Since MGM prexy Mike Curb declared himself the moral guardian of youth culture, I have been keeping an especially sharp eye on his releases. MGM has released a series of forty reissue albums, including music by artists like Freda Payne and Don Gibson, who did none of their important work for MGM, and the Velvet Underground, which also no longer records for him. You remember Curb's stand on drugs? Well, on the first Velvets LP thee is a song called "Heroin." It is not a prosmack song by any means, but then, "Street Fighting Man" isn't a prorevolution song either. Reportedly, Lou Reed is reluctant to perform the song because of the way it is often misconstrued. "Heroin" is the first song on side two of the Golden Archive Velvet Underground. MGM has also released an album called The Best of Marcel Marceau, which consists of thirty-eight minutes of silence and two minutes of applause, a singing Marine, and Heintje, Holland's fourteen-year-old answer to Oedipus, right down to the charming little bulge in his pants. . . . Consumers will be interested to note that Capitol Records is raising the list price on its records one dollar, which is proportionally equivalent to Chevrolet raising its prices six hundred dollars. Get them while you can--or don't get them at all.

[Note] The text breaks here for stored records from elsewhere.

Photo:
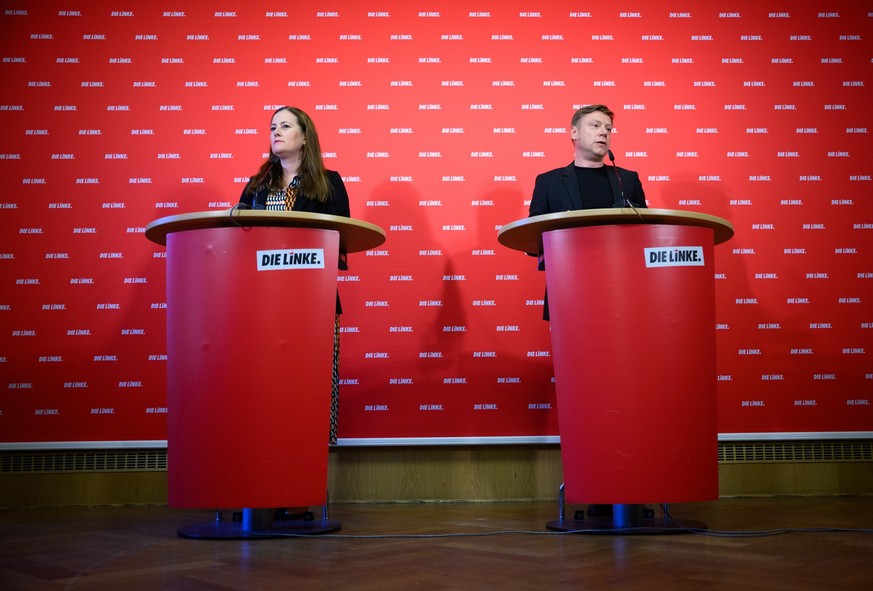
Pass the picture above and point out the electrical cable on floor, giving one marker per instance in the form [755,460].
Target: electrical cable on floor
[599,531]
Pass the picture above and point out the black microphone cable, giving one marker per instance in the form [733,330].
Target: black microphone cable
[624,201]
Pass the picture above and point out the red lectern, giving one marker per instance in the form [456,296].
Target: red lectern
[251,299]
[632,311]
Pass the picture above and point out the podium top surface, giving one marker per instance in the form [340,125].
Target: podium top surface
[526,234]
[355,235]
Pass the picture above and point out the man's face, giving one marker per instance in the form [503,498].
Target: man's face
[592,136]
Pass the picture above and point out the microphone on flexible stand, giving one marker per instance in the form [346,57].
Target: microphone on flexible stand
[625,202]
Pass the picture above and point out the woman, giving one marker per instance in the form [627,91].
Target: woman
[293,178]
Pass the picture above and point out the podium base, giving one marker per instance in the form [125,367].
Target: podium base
[606,526]
[224,530]
[259,524]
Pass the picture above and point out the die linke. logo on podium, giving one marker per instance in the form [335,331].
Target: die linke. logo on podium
[674,256]
[298,258]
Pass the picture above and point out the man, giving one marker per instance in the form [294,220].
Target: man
[586,183]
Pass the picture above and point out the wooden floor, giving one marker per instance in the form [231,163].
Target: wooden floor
[503,546]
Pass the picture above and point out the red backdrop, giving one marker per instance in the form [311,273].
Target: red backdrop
[438,115]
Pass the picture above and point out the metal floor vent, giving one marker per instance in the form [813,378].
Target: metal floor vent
[795,451]
[151,460]
[155,460]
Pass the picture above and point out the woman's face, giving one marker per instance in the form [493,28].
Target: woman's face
[286,135]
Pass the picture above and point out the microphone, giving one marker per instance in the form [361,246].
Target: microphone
[624,202]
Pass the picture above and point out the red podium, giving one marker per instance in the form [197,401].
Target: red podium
[251,299]
[632,312]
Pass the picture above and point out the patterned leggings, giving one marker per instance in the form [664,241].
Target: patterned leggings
[334,389]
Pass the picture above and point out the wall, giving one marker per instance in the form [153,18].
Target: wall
[439,116]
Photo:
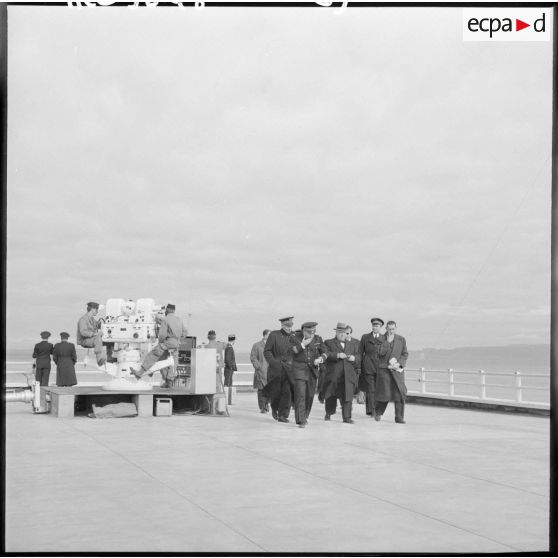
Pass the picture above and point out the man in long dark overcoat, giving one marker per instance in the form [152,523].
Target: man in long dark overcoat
[342,371]
[373,347]
[308,352]
[278,388]
[42,352]
[230,365]
[390,382]
[64,355]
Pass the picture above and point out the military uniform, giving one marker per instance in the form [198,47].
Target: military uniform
[42,352]
[64,355]
[230,365]
[170,332]
[278,388]
[303,374]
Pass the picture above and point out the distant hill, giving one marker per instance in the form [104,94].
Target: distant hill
[525,358]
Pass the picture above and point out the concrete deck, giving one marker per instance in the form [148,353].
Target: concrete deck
[450,480]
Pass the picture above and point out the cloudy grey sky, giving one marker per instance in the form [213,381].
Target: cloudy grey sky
[247,163]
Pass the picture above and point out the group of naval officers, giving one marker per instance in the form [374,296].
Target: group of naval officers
[291,366]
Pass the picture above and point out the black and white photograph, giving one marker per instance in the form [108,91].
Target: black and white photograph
[277,277]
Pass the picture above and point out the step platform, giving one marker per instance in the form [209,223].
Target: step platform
[68,402]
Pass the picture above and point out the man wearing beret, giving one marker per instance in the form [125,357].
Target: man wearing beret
[42,352]
[390,383]
[342,371]
[64,355]
[373,347]
[278,388]
[308,352]
[171,330]
[88,334]
[230,365]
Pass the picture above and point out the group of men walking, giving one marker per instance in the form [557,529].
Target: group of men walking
[290,367]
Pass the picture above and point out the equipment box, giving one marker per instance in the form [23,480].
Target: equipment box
[163,407]
[196,371]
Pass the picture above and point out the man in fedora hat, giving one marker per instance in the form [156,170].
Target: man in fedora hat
[278,388]
[390,382]
[64,355]
[307,352]
[342,371]
[88,334]
[171,330]
[373,347]
[41,353]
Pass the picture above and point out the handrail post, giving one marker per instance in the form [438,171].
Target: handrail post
[518,387]
[452,385]
[422,380]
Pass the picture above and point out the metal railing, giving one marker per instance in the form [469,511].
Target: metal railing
[479,383]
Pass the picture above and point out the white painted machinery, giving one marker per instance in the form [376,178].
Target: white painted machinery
[131,327]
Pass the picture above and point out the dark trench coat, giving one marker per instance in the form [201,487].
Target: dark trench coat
[341,375]
[384,392]
[64,355]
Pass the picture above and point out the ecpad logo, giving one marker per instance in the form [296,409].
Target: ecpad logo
[507,24]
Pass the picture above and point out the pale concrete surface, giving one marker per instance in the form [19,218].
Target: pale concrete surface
[450,480]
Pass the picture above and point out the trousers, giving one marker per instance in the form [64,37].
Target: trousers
[370,403]
[346,406]
[263,401]
[304,391]
[279,392]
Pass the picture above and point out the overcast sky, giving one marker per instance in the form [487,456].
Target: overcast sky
[250,163]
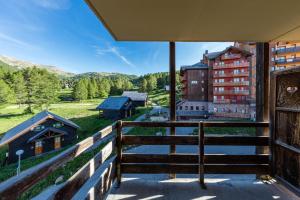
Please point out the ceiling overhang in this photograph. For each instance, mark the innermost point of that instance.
(200, 20)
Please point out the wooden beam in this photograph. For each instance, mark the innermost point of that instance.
(194, 140)
(194, 124)
(194, 158)
(262, 90)
(15, 186)
(71, 186)
(172, 76)
(134, 168)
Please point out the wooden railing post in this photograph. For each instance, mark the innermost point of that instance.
(119, 151)
(201, 155)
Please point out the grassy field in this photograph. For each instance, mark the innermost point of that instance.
(159, 97)
(82, 113)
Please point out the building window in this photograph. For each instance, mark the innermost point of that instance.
(58, 125)
(39, 128)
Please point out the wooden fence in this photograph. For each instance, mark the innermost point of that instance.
(193, 163)
(15, 186)
(111, 162)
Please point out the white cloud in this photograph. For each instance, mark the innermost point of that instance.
(53, 4)
(16, 41)
(115, 51)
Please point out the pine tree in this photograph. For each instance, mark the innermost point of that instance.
(18, 85)
(80, 90)
(6, 93)
(92, 88)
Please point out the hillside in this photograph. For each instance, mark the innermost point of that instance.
(13, 64)
(10, 63)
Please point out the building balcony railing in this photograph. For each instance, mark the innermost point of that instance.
(231, 56)
(109, 164)
(241, 83)
(231, 65)
(231, 75)
(232, 92)
(287, 61)
(287, 50)
(222, 101)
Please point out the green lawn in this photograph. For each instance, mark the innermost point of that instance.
(82, 113)
(160, 97)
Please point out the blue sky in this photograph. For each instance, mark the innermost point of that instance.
(66, 34)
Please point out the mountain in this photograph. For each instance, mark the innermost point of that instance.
(15, 64)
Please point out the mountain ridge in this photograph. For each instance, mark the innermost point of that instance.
(17, 64)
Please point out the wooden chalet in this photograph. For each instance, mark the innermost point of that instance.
(116, 108)
(138, 98)
(42, 133)
(277, 109)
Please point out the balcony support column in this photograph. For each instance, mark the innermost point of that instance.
(172, 77)
(262, 91)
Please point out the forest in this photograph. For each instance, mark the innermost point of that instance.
(38, 88)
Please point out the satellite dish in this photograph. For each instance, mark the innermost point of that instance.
(19, 152)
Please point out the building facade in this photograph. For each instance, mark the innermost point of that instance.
(44, 132)
(225, 89)
(284, 55)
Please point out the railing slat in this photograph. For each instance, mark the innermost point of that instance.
(16, 185)
(194, 124)
(194, 158)
(193, 140)
(193, 169)
(71, 186)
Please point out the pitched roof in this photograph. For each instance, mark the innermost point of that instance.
(214, 55)
(22, 128)
(135, 96)
(113, 103)
(198, 65)
(45, 131)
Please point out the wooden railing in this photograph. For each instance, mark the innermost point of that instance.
(192, 163)
(106, 167)
(15, 186)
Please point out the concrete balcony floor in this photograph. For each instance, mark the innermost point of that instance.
(219, 187)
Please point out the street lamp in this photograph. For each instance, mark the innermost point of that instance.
(19, 153)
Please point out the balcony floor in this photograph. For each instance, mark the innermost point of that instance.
(223, 187)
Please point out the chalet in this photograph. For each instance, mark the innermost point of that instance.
(116, 108)
(138, 99)
(42, 133)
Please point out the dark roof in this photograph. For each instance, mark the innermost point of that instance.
(214, 55)
(135, 96)
(55, 130)
(198, 65)
(113, 103)
(20, 129)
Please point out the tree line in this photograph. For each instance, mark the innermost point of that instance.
(37, 87)
(32, 86)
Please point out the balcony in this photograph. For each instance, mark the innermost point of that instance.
(241, 83)
(130, 169)
(230, 56)
(221, 101)
(287, 50)
(246, 74)
(231, 65)
(232, 92)
(287, 61)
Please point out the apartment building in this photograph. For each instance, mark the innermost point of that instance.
(194, 103)
(226, 88)
(284, 55)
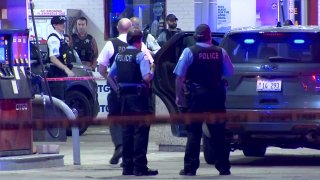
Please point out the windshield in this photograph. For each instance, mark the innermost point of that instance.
(284, 47)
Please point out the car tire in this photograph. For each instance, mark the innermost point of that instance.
(78, 101)
(208, 152)
(256, 151)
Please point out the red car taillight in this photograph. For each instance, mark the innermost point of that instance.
(312, 84)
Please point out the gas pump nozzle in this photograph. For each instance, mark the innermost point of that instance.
(37, 80)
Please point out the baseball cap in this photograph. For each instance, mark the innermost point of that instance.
(134, 35)
(58, 20)
(202, 32)
(171, 17)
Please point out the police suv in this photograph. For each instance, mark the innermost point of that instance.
(275, 89)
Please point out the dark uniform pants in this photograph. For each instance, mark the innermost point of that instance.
(135, 135)
(57, 88)
(208, 101)
(114, 107)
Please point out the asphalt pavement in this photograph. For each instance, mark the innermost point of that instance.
(96, 150)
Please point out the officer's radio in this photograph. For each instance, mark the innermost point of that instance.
(15, 92)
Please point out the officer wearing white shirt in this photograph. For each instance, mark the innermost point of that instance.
(61, 65)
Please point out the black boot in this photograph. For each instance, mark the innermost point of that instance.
(147, 172)
(116, 155)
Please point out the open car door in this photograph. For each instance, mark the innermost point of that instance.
(164, 80)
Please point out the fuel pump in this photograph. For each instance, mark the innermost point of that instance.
(15, 92)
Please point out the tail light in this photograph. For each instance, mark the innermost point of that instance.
(312, 84)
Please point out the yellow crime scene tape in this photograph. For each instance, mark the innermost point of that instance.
(231, 116)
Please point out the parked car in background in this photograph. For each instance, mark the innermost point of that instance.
(81, 95)
(277, 70)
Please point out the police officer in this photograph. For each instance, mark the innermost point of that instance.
(59, 57)
(165, 35)
(105, 59)
(85, 44)
(132, 69)
(203, 66)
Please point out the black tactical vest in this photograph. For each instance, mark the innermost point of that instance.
(128, 68)
(83, 47)
(207, 66)
(66, 55)
(119, 47)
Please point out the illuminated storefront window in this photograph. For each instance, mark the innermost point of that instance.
(150, 12)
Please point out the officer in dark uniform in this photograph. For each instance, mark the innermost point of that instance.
(203, 66)
(132, 70)
(85, 44)
(105, 59)
(59, 56)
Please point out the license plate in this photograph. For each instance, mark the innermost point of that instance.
(269, 85)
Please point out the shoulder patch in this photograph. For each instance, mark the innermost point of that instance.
(55, 50)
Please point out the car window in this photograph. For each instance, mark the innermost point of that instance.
(272, 47)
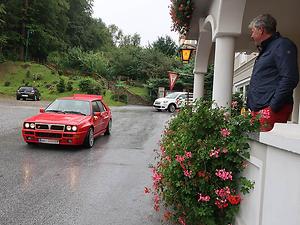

Record coops, anyone? . . . Due to continuing political confusion, I never wrote about the three-LP Woodstock album, even though I often play it for pleasure. I will say, however, that Woodstock Two is worth missing unless you happen to love Jimi Hendrix, who is especially well represented. The great Grossman holdout apparently continues: Joplin and The Band are absent once again. So's the Dead. . . . Shelby Singleton's Plantation Records, which first hit with "Harper Valley PTA," is getting a lot of c&w air-play for "The Battle Hymn of Lt. Calley," written and performed (execrably, by the way) by non-professionals and published, no kidding, by Quickit Publishing Co. I won't regale you with morality, but I do have one question: Why didn't Jerry Rubin think of this? . . . Alice Cooper's "I'm Eighteen" is one of the great singles of all time.